D’UNE TRINITÉ RECONNUE PAR LES BRAMES. DE LEUR PRÉTENDUE IDOLÂTRIE.

Personne ne doute aujourd’hui que les brachmanes et leurs successeurs n’aient toujours reconnu un Dieu suprême, créateur, conservateur, rémunérateur, punisseur, et miséricordieux. « Ces idolâtres, dit le jésuite Bouchet[1], reconnaissent un Dieu infiniment parfait, qui existe de toute éternité, et qui renferme en soi les plus excellents attributs. » Ensuite, pour prouver qu’ils sont idolâtres, il dit que, selon eux, « il y a une distance infinie entre Dieu et tous les êtres, et qu’il a créé des substances intermédiaires entre lui et les hommes ». Le jésuite Bouchet n’est ni conséquent ni poli : il veut empêcher les brames d’ériger des temples à ces êtres subalternes supérieurs à l’homme, tandis que ces brames permettaient aux jésuites de bâtir des chapelles à Ignace et à Xavier, de baiser à genoux le prétendu cadavre de Xavier, de l’invoquer, et d’offrir de l’encens à ses os vermoulus. Certes, si l’on avait demandé dans Goa à un voyageur chinois quel est l’idolâtre, ou de ce jésuite ou de ce brame, il aurait répondu, en jugeant selon les apparences : C’est ce jésuite.

Tout le monde convient que les brames reconnurent toujours une espèce de trinité sous un Dieu unique. Il paraît qu’en ce point les théologiens des côtes de Malabar et de Coromandel diffèrent de ceux qui habitent vers le Gange, et de l’ancienne école de Bénarès ; mais où sont les théologiens qui s’accordent ? Tous admettent trois dieux sous un seul Dieu. Ces trois dieux sont Brama, Vishnou, et Sib[2]. Mais ces trois dieux sont-ils des substances distinctes, ou simplement des attributs du grand Dieu créateur ? C’est sur quoi les brames disputent.

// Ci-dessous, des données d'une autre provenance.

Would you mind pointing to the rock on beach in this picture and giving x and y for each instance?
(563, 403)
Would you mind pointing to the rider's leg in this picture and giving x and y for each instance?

Ils ne conviennent guère que sur le dogme de la création. Toutes les sectes et toutes les castes rassemblées une fois l’an dans le fameux temple de Jaganat, entre Orixa et le Bengale, y viennent célébrer le jour où le monde fut tiré du néant par la seule pensée de l’Éternel. C’est cette fête surtout que nos missionnaires ont appelée la grande fête du diable.

Les brachmanes représentèrent Dieu sous trois emblèmes. Brama est le dieu créateur ; Vishnou ou bien Vithnou est le dieu conservateur, qui s’est incarné tant de fois ; Sib est le dieu miséricordieux. D’autres théologiens indiens très-anciens l’appellent le dieu destructeur : tant il est difficile à ceux qui osent dogmatiser sur la nature divine de s’accorder ensemble[3] !

Nous n’avons pas assez de monuments de l’antiquité pour oser affirmer que l’Isis, l’Osiris et l’Horus des Égyptiens soient une copie de la trinité indienne. Nous ne déciderons pas si les trois frères Jupiter, Neptune, et Pluton, qui se partagèrent le monde, sont une fable imitée d’une autre fable ; nous répéterons[4] seulement ici combien le nombre trois fut toujours mystérieux dans l’antiquité. Il semblait que, dans l’Orient, un secret instinct eût pressenti quelques idées imparfaites d’une vérité encore ignorée.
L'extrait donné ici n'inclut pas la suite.